US Secretary of State Hillary Clinton, testifying in Congress, defended the right to abortion worldwide and the Obama administration's decision to finance family planning overseas.
Clinton stood her ground against Christopher Smith, a Republican lawmaker from New Jersey who strongly opposes abortion.
Smith, speaking during Clinton's first hearing in the House Foreign Affairs Committee since she became top diplomat, asked if President Barack Obama's team sought to influence African and South American countries on abortion.
"Congressman, I deeply respect your passionate concern and views which you have championed and advocated for over the course of your public career," Clinton told him.
"We, obviously, have a profound disagreement," the chief US diplomat said.
"When I think about the suffering that I have seen of women around the world, I've been in hospitals in Brazil where half the women were enthusiastically and joyfully greeting new babies and the other half were fighting for their lives against botched abortions," said Clinton.
"I've been in African countries where 12 and 13-year-old girls are bearing children. I have been in Asian countries where the denial of family planning consigns women to lives of oppression and hardship," she added.
"It is my strongly held view that you are entitled to advocate and everyone who agrees with you should be free to do so anywhere in the world, and so are we," she said.
"We happen to think that family planning is an important part of women's health and reproductive health includes access to abortion, that I believe should be safe, legal and rare," Clinton added.
"I've spent a lot of my time trying to bring down the rate of abortions and it has been my experience that good family planning and good medical care brings down the rate of abortion," the secretary of state said.
"Keeping women and men in ignorance and denied the access to services actually increases the rate of abortion."
The administration of former president George W. Bush, who was deeply opposed to abortion and contraception, financed campaigns promoting abstinence, especially in Africa, during his eight-year presidency.
Another Republican lawmaker, Jeffrey Fortenberry of Nebraska, joined the fray when he said "I don't believe we should use American foreign policy to export abortion.
"This will undermine, in my view, our foreign relations in many areas throughout the world, including Latin America and Africa and among Muslim peoples," Fortenberry said.
However, Clinton stood firm.
"We have for eight years followed the policy that you have described," the chief diplomat said.
"And I think we've gone backwards.

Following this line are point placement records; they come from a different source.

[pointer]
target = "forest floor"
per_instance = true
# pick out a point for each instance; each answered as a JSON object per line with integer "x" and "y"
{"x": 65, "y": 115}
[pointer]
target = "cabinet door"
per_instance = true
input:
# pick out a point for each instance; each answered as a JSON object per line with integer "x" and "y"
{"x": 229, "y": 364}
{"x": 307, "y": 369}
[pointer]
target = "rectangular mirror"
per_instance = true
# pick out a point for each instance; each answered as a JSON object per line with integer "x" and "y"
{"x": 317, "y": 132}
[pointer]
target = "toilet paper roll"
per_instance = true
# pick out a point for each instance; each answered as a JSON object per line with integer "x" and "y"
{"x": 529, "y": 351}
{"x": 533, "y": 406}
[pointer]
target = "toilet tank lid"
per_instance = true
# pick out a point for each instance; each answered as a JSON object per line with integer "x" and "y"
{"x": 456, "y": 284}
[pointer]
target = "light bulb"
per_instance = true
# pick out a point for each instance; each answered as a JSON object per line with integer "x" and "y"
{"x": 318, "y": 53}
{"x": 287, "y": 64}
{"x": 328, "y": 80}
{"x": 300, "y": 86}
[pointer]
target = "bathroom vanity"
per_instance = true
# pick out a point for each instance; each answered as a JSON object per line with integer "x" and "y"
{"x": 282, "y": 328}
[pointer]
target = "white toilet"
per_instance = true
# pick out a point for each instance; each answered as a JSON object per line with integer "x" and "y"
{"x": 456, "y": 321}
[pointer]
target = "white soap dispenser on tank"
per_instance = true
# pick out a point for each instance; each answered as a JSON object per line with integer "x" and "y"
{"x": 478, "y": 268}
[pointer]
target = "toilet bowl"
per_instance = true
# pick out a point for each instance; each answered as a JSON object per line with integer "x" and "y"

We've gone backwards in the real, genuine care that we have given to women," she said.
The former first lady of the United States recalled that during her time in the White House during the 1990s, she had launched a stop-teenage-pregnancy campaign, particularly with information on contraception and abortion.
"I'm sad to report that after an administration of eight years that undid so much of the good work, the rate of teenage pregnancy is going up," she said.